The day-long tour, hosted by UC Agriculture and Natural Resources, began at a farm that is maintained to support wildlife in the breezy Sacramento-San Joaquin River delta region. The GFI fellows also viewed a habitat restoration project at LangeTwins Winery then watched freshly harvested cherries being processed at Morada Produce's packing plant. They wrapped up the day with a tour of a demonstration garden and a discussion of nutrition education at the UC Cooperative Extension office in Stockton.
UC President Janet Napolitano, who, along with UC's 10 chancellors, launched the Global Food Initiative in 2014, met with the 17 fellows for lunch at LangeTwins Winery.

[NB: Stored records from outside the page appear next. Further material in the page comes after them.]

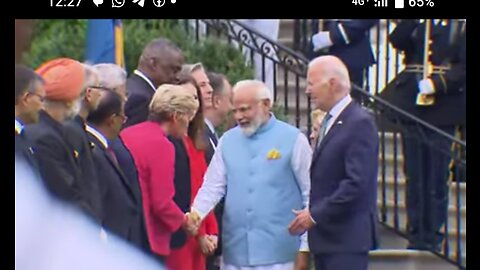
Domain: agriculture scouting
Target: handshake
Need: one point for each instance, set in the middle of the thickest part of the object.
(192, 223)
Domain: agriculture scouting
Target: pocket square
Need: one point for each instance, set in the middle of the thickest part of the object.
(273, 154)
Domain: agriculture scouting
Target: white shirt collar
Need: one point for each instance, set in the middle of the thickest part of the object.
(98, 135)
(141, 75)
(338, 109)
(210, 125)
(18, 126)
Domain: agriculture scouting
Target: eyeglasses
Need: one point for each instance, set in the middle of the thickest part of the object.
(101, 88)
(42, 98)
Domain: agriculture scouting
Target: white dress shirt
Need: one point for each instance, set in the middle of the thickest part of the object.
(212, 129)
(337, 110)
(215, 184)
(98, 135)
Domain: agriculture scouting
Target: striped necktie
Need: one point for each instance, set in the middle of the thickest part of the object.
(323, 128)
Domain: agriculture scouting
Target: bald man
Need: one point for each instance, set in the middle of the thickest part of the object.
(160, 63)
(342, 215)
(263, 176)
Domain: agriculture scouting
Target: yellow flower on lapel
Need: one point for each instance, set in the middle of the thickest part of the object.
(273, 154)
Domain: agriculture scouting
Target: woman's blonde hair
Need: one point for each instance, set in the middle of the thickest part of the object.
(170, 99)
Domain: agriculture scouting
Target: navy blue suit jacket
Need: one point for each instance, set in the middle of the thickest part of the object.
(344, 185)
(126, 162)
(120, 210)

“We started the Global Food Initiative several years ago with the goal of creating a pathway to a sustainable, nutritious food future for the planet. A small, modest goal,” Napolitano said, adding that she is excited to learn about the fellows' projects.
The GFI fellows are working on projects that range from raising awareness about food production to analyzing the effects of climate change on pollination, and from efforts to make soils safe for growing food in urban areas to using food waste to fuel batteries.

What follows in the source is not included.